Abstract: Monitoring indoor air quality stays needed for human health because people use more than 95% of air in their indoor rooms. An Intelligent Internal Air Quality Monitoring (IIAQM) system built on the Internet of Things (IoT) devices has been developed and tested in Quantanics Techserv Private Limited, Tamilnadu, India. To monitor the levels of CO2, PM2.5 (Particle Matters 2.5), and moisture measurement, the IIAQM model has been used to monitor the present level of air quality. The gateway collects IIAQM sensor data in a few seconds and transfers data to cloud server. Approved users can incorporate the cloud systems through mobile applications or web servers.

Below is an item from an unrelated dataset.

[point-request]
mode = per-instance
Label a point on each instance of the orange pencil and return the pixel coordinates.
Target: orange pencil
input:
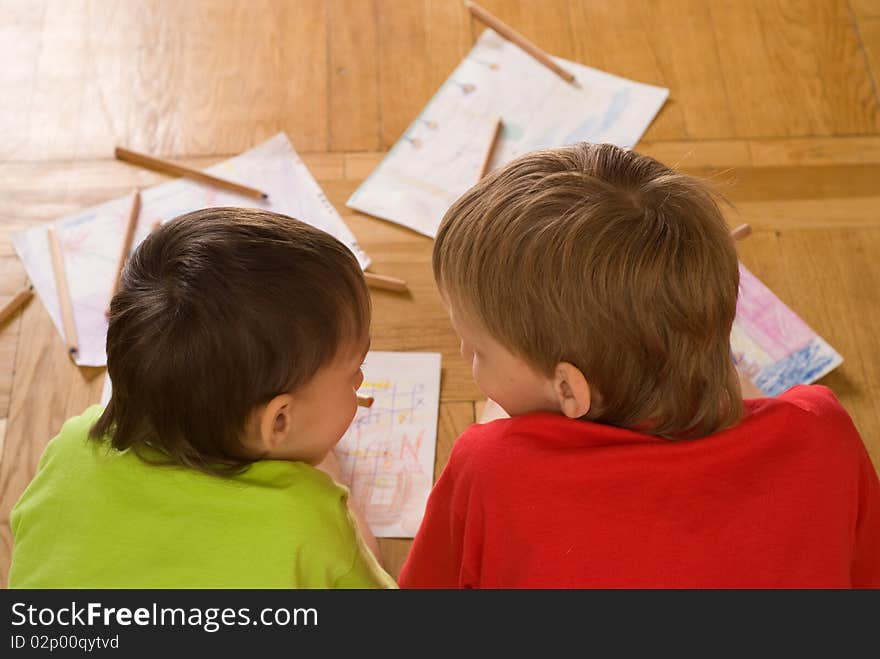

Installation of sensor networks, instrument transformers, and IoT-powered microcontrollers will provide air quality monitoring for buildings. The proposed window controller configuration is designed with the help of a Recurrent Neural Network (RNN) to predict the air quality level in advance. If the air quality level is above the normal level, the window controller automatically will open with the help of sensor activity control system. After the AQI (Air Quality Index) becomes normal, hence the window controller is closed automatically. The air quality index, CO2, and humidity data are visualized on the Grafana dashboard.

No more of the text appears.